Beto Richa: a indignação de um homem ferido em sua honra

Ex-governador não questiona ser investigado, mas não aceita o que chama de “ilegalidades processuais”

Da Redação


Beto Richa diz que foi vítima de “ilegalidades processuais”
CRÉDITO: Arquivo

A tarde começava com o tempo prometendo chuva. Eram 14 horas quando Beto Richa, ex-governador do Paraná por duas vezes, ex-prefeito de Curitiba por igual período e, agora, candidato ao Senado pelo PSDB, recebeu a reportagem da Tribuna do Vale do lado de fora de seu escritório. Junto a ele vários assessores e amigos.

Beto mostrou-se um homem diferente. Abatido, bem mais magro, mas revelando nos olhos a energia do inconformado, a revolta do injustiçado, a indignação do homem ferido em sua honra. Em nenhum momento questionou o direito de ser investigado pelos Ministérios Públicos do Paraná e União, mas revoltado pela forma ultrajante e inconstitucional com que classifica a forma como os processos contra si vêm sendo conduzidos.

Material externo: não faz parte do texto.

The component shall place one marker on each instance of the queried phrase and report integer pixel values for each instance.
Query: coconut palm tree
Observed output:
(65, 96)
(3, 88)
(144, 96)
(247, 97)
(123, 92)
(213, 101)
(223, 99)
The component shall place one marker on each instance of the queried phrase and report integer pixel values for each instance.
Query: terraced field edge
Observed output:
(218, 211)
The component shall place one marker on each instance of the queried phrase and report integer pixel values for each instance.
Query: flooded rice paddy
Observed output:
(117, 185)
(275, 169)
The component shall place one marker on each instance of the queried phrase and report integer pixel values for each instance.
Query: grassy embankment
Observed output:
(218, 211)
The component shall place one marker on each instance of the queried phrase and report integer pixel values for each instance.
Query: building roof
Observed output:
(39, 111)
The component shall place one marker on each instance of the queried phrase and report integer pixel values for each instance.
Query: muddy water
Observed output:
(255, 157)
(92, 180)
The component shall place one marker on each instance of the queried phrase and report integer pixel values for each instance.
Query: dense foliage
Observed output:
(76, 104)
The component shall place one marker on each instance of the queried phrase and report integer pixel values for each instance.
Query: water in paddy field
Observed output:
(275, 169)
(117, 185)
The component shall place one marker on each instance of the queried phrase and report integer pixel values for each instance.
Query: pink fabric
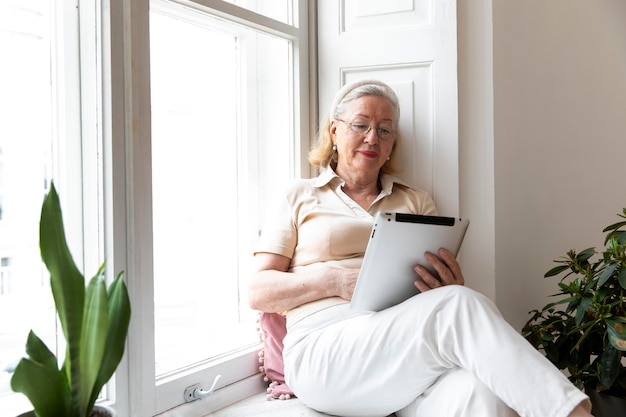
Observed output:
(273, 328)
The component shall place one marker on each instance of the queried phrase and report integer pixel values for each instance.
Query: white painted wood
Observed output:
(412, 46)
(259, 406)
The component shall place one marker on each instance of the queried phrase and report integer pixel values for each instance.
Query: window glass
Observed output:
(30, 105)
(281, 10)
(219, 94)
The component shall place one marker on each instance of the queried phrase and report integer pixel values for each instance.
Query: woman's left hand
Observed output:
(447, 268)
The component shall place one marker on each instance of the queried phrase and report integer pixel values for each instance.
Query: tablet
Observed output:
(397, 243)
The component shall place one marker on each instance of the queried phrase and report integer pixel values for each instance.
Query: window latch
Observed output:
(195, 392)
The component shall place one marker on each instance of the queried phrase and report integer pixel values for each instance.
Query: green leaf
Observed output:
(614, 226)
(621, 278)
(582, 309)
(606, 275)
(556, 271)
(609, 366)
(39, 352)
(45, 387)
(119, 319)
(616, 327)
(93, 341)
(586, 254)
(66, 281)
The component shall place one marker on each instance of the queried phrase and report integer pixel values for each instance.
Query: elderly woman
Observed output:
(444, 352)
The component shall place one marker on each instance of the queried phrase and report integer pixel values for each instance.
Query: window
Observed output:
(225, 96)
(174, 200)
(5, 276)
(40, 122)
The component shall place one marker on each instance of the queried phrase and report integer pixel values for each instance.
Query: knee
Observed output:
(461, 295)
(459, 393)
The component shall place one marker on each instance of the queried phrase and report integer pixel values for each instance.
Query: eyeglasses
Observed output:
(363, 129)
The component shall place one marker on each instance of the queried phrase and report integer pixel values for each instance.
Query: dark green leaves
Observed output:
(95, 324)
(584, 330)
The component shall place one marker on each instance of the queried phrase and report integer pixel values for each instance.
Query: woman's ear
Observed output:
(333, 129)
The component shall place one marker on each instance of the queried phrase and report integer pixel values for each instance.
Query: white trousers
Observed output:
(445, 352)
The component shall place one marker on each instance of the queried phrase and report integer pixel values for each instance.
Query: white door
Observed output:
(411, 45)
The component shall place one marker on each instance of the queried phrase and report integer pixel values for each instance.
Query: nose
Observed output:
(371, 136)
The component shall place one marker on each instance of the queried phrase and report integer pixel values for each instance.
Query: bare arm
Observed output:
(273, 289)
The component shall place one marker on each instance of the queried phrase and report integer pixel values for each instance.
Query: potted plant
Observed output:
(94, 322)
(584, 331)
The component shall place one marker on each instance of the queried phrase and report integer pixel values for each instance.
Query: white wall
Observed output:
(542, 107)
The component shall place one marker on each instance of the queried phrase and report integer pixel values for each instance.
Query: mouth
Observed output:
(369, 154)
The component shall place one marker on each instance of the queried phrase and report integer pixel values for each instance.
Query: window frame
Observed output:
(126, 188)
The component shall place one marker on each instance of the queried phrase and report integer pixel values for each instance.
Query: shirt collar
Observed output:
(328, 175)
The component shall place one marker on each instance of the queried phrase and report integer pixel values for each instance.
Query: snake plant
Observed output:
(94, 322)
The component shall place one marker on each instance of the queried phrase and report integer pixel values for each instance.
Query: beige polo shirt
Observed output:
(318, 226)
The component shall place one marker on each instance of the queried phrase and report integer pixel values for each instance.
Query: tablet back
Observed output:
(397, 243)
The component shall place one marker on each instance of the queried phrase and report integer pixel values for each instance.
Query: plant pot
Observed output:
(98, 411)
(605, 405)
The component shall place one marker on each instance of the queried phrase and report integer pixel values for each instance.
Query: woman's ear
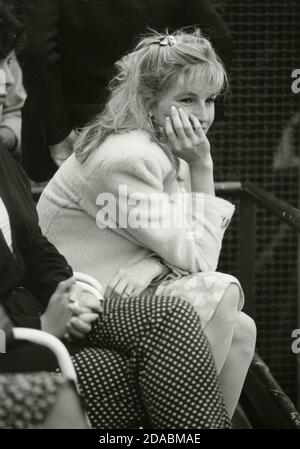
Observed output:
(149, 107)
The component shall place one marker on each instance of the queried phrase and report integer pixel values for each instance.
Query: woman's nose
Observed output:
(201, 112)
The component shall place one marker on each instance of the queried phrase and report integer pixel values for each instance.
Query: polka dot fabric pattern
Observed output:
(150, 366)
(25, 400)
(203, 291)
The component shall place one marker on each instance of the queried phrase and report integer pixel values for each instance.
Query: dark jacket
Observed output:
(71, 48)
(31, 274)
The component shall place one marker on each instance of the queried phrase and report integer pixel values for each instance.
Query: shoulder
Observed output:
(132, 151)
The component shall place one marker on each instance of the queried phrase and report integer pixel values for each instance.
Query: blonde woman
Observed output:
(143, 161)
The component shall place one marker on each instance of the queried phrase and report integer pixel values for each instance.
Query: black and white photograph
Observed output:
(149, 218)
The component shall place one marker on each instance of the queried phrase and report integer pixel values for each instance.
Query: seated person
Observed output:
(140, 187)
(135, 365)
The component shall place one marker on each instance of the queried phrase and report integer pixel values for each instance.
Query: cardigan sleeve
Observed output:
(186, 230)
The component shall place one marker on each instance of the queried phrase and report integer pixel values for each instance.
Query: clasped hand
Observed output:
(70, 311)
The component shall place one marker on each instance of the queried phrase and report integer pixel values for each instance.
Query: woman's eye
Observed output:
(186, 100)
(210, 100)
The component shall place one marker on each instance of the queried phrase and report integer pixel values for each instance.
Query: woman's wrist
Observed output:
(197, 166)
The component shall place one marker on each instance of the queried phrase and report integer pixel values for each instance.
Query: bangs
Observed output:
(211, 75)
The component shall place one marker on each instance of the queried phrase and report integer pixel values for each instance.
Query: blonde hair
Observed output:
(142, 76)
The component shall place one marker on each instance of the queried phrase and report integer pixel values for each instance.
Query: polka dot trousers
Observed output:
(149, 365)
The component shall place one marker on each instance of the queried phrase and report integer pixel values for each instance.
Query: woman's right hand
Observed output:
(187, 138)
(58, 313)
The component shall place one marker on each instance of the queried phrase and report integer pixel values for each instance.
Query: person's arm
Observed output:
(10, 124)
(194, 244)
(42, 66)
(45, 266)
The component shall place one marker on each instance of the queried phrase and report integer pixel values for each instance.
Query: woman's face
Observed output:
(193, 98)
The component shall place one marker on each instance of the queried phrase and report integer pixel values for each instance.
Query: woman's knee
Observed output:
(245, 334)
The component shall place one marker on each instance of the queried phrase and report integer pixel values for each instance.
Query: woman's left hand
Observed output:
(133, 279)
(85, 308)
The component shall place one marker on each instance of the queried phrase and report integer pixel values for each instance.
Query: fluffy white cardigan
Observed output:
(98, 231)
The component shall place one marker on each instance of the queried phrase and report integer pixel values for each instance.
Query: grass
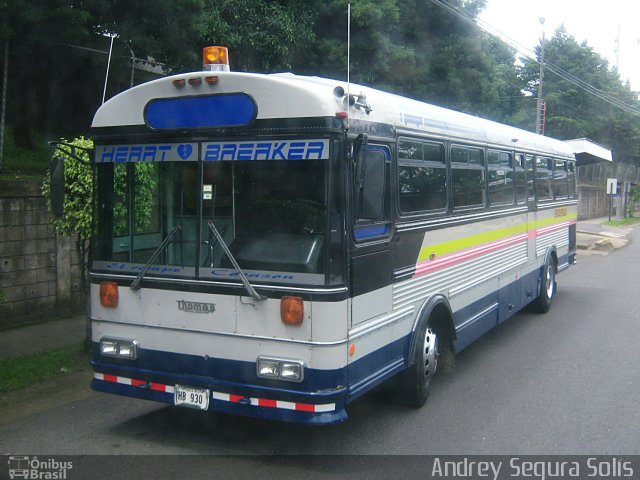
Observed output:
(26, 370)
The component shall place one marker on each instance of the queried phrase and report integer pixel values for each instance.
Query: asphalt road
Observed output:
(567, 382)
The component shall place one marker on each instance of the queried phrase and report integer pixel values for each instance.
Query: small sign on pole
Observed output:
(612, 189)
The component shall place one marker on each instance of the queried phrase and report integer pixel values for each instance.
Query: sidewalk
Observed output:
(594, 237)
(42, 336)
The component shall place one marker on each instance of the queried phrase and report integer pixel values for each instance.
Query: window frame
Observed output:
(426, 164)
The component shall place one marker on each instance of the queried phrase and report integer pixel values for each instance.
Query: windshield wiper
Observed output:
(135, 285)
(245, 281)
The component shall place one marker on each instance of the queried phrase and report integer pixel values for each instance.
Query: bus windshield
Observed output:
(271, 213)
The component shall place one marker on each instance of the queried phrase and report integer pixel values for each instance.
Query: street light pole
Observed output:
(106, 77)
(539, 114)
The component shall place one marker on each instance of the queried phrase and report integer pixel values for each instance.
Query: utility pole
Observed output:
(5, 79)
(539, 111)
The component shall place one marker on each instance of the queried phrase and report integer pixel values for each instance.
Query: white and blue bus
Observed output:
(276, 245)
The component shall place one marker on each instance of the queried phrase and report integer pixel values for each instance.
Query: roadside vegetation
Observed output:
(26, 370)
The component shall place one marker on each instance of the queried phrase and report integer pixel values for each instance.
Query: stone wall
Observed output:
(39, 272)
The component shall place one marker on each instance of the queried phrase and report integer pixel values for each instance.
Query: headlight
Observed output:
(280, 369)
(112, 347)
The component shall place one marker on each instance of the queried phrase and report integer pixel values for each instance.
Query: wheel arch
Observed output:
(437, 310)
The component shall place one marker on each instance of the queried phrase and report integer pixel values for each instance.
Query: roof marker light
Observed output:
(215, 59)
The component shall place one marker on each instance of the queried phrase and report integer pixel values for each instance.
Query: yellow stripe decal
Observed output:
(452, 246)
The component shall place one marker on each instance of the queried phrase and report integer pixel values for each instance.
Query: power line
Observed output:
(529, 54)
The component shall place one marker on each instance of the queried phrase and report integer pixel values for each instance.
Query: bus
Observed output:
(275, 246)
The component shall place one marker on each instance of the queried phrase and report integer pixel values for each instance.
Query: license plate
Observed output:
(191, 397)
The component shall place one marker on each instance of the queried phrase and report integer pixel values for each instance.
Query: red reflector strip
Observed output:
(134, 382)
(225, 397)
(270, 403)
(265, 402)
(305, 407)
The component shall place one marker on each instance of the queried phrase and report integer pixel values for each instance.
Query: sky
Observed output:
(599, 22)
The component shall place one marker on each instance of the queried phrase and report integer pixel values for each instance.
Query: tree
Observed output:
(262, 35)
(78, 206)
(573, 112)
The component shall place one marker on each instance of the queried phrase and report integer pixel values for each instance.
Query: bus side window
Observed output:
(422, 177)
(544, 174)
(531, 184)
(467, 176)
(370, 194)
(571, 174)
(501, 185)
(521, 179)
(560, 179)
(369, 188)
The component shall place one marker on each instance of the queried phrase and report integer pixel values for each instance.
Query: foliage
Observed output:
(411, 47)
(572, 112)
(78, 179)
(22, 371)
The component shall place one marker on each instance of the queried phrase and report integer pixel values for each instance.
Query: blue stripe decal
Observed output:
(229, 110)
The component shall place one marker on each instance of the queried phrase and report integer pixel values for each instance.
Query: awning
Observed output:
(588, 152)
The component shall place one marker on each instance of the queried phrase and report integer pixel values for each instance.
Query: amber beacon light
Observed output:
(215, 59)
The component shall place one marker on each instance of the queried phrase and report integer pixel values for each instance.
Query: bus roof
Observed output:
(285, 96)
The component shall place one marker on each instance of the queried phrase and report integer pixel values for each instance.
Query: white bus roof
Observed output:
(291, 96)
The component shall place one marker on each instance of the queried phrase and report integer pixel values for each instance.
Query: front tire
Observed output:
(548, 287)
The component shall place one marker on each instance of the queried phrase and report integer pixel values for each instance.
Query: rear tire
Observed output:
(416, 380)
(548, 287)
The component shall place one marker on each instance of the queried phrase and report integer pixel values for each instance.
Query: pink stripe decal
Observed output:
(428, 266)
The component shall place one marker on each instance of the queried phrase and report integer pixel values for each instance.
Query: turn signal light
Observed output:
(291, 310)
(109, 294)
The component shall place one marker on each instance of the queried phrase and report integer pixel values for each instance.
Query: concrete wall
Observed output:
(39, 272)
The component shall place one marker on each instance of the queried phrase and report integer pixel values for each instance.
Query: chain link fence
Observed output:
(54, 89)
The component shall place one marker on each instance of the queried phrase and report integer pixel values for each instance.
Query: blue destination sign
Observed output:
(272, 150)
(160, 152)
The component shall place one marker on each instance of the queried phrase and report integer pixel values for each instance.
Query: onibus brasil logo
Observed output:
(33, 468)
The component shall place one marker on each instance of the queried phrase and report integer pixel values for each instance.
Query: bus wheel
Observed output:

Quando fala da prisão da mulher, Fernanda, os músculos da face se contraem e ele solta impropérios, de pura revolta. Beto Richa conta que a esposa, herdeira dos antigos donos do extinto Banco Bamerindus, há mais de 20 anos resolveu fazer uma poupança, aplicando numa conta em banco estrangeiro, o equivalente a U$ 2 milhões. Isso no ano de 1997, quando a cotação da moeda norte-americana era equivalente ao real. Segundo ele, tudo feito na mais absoluta legalidade, declarado em imposto de renda, uma espécie de poupança para um futuro distante. Nesses mais de 20 anos sem mexer no dinheiro, o montante, com valorização cambial, mais juros, se transformou em cerca de R$ 11 milhões.

Esse dinheiro, agora, virou pesadelo na vida de Fernanda Richa. Presa junto com o marido e outras pessoas, ela está sendo acusada de evasão de divisas, mas não foi incluída na denúncia que o Ministério Público apresentou à Justiça. Beto Richa reconhece que a esposa está traumatizada. Vai ser difícil superar o choque da prisão.

O mesmo ele diz da mãe, Arlete Richa, que teve o apartamento invadido por suspeita de que ali estavam sendo guardadas quantias em dinheiro vivo. Beto conta que o motivo para a diligência seria que ele e o irmão, Pepe Richa, teriam sido vistos levando malas de dinheiro para o local. No cômodo onde estaria armazenada uma fortuna foi encontrado apenas o acervo pessoal do ex-governador José Richa, pai de Beto, falecido em dezembro de 2003 aos 69 anos.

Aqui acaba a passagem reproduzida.